Discussion in 'Real Estate' started by robmillion, 13th Jan, 2010.

  1. robmillion

    robmillion Member

    13th Jun, 2009
    Melbourne, Vic
    Hi All,

    I recently put a deposit on a block of land that has a 4.5m easement at the rear (running across the full width of the block). I spoke to South East Water and was advised that with a permit we can build up to 3.2m off the back fence.

    Does anyone have any advice or experience dealing with building over an easement?
  2. Wendy Bergsma

    Wendy Bergsma New Member

    26th May, 2008
    Yes, i have just finished a subdivision development where there was a 3.5mtr Sewer easement right down the length of the property.

    Really it depends what the easement is for, i.e. sewer, water, power etc, and what the local or state authority's rules and regulations are concerning that particular easement.

    Before purchasing the property, you should research exactly what the easement is for and what the specific building regulations are for that easement.

    In the case of an easement across the back of the property, it might not even come into play, as the council building codes bounday set backs might be wider than the actual easement. That is, building codes for the area in which your block of land is might require at least a 4.5 metre set back from the rear fence ? if this is the case, you cant build on it anyway.

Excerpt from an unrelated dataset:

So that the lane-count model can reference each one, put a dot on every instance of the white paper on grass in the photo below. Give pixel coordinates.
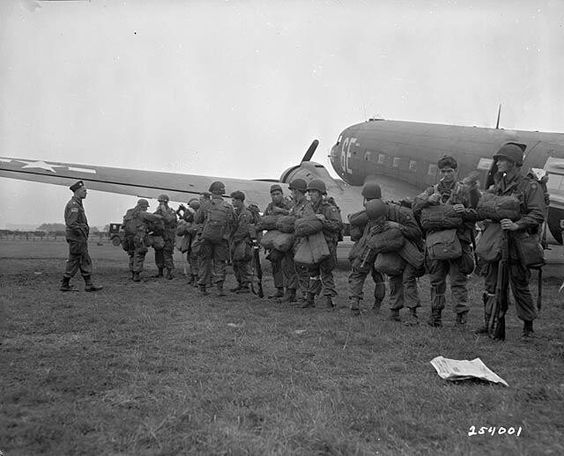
(453, 369)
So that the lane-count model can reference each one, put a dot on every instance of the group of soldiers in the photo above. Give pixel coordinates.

    My advise to you is firstly find out from your local council what the building setbacks are from the rear boundary and you might find that the easement does not even come into play.

    In the case of the Sewer easement, the whole point of the easement is so that the Water Authority can have access to their underground services at any time, should the service need to be repaired etc. So you would never be silly enough to build an actual building over it, (no would you be approved) but a carport with a paved hardstand for example would probably be okay as they can still access underground if need be by removing the pavers. Alternatively a garden shed would probably fit into the same scenario, just as long as you are prepared to move it if required.

    If you want any further information, just ask and I'll see if I can help,

  3. KateMelb

    KateMelb Active Member

    17th Apr, 2010
    Melbourne, Victoria
    If there is an alternative access point to the easement (e.g. via a sidestreet if you're on a corner block) then you can build over it. The water company can advise about access points.
  4. rambada

    rambada Well-Known Member

    5th Sep, 2005
    All of the above and also, some easements can be moved. We found this out on a development after council approval, etc. So it wasn't viable to start planning approval again.
    The cost of relocating the easement (sewer from memory) was minimal in relation to the development and the ability to build where we really wanted to would have given us a markedly larger profit.
    The lesson is to do lots of research, and no doesn't neccesarily mean no. Just ask the a different question.